Comments in an official report by the agriculture ministry have prompted calls for more checks to ensure fresh produce imported from China meets New Zealand standards.
The report, written by senior MAF advisor Dr Mike Ormsby after a visit to China, questions the transparency and accuracy of record keeping in that country.
Biosecurity systems used in China are set up in a way that ensures all produce passes official audits and failures are not recorded or reported, he says.
His report says that if MAF relied on China's systems to prevent pests and diseases entering New Zealand, it would need to ensure that Chinese packing companies did not pervert the system by disguising or otherwise hiding risk from those doing audit and compliance checks.

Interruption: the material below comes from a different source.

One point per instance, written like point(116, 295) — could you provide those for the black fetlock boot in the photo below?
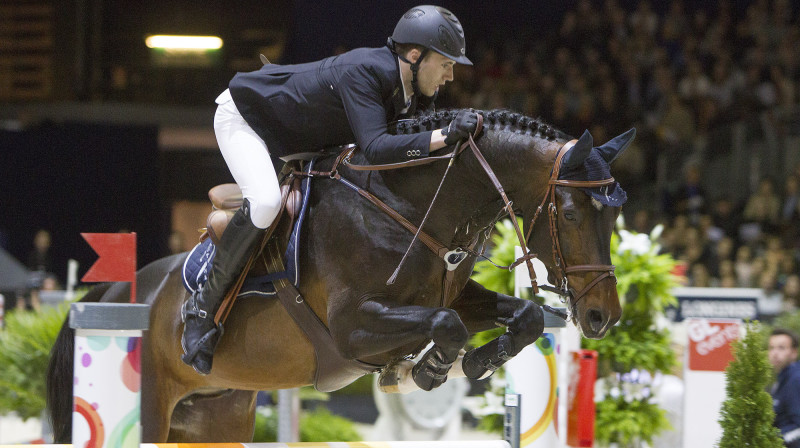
point(200, 334)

The New Zealand Winegrowers organisation wants MAF officials to carry out pre-border inspections on systems in place in China, to prevent any diseases being let in on imported grapes, as was done when grapes were imported from California.

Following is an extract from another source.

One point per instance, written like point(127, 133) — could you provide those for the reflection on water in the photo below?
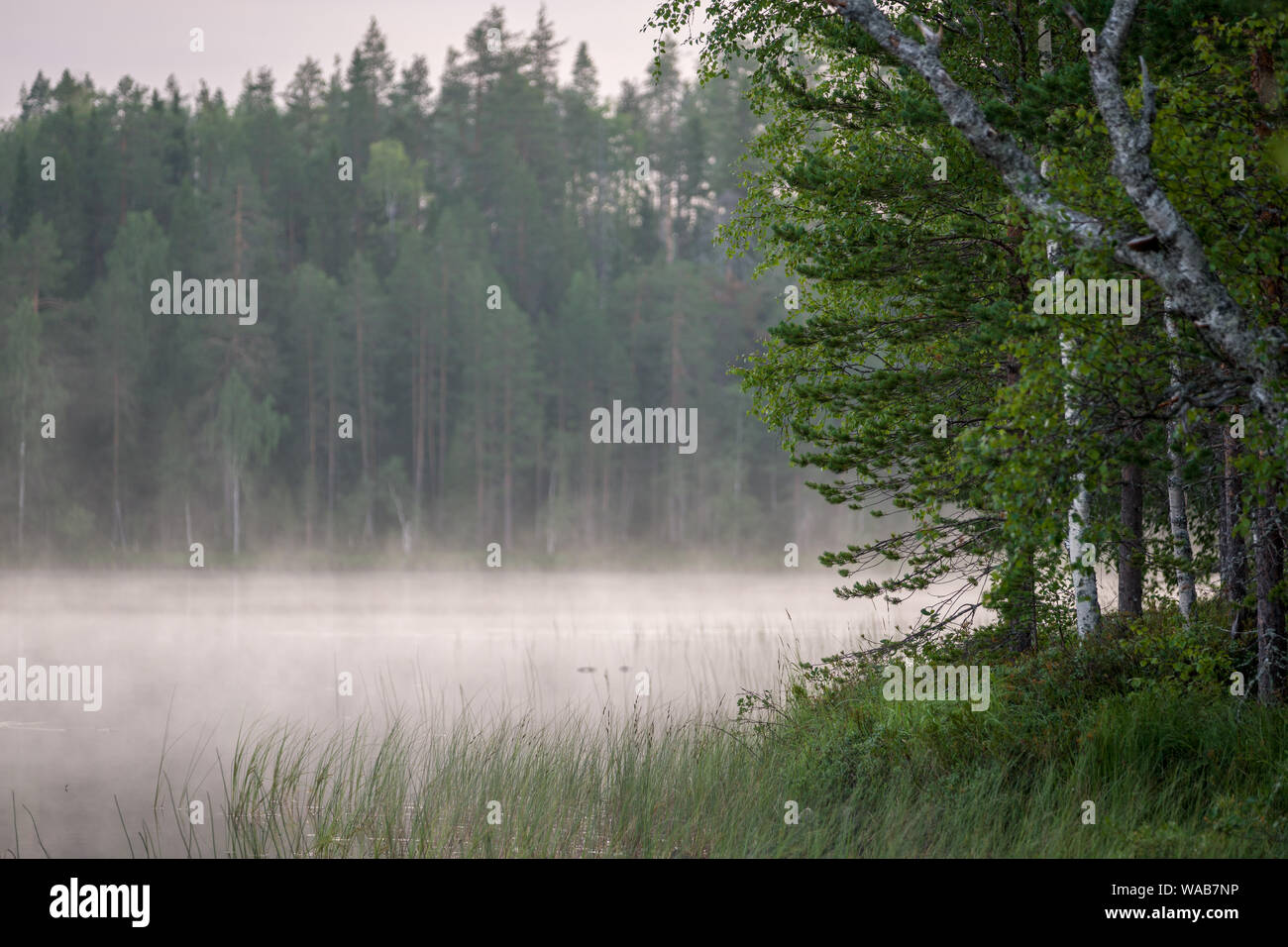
point(189, 656)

MAF plant imports and exports group manager Stephen Butcher says the agency doesn't rely on one method alone to detect pests and diseases entering the country on fresh produce.
He says Chinese officials must also sign a supporting document which identifies all requirements and assures New Zealand that they're being met, and the systems are audited, partly through inspections.
Mr Butcher says it's not yet known when the first Chinese grapes will be imported into New Zealand.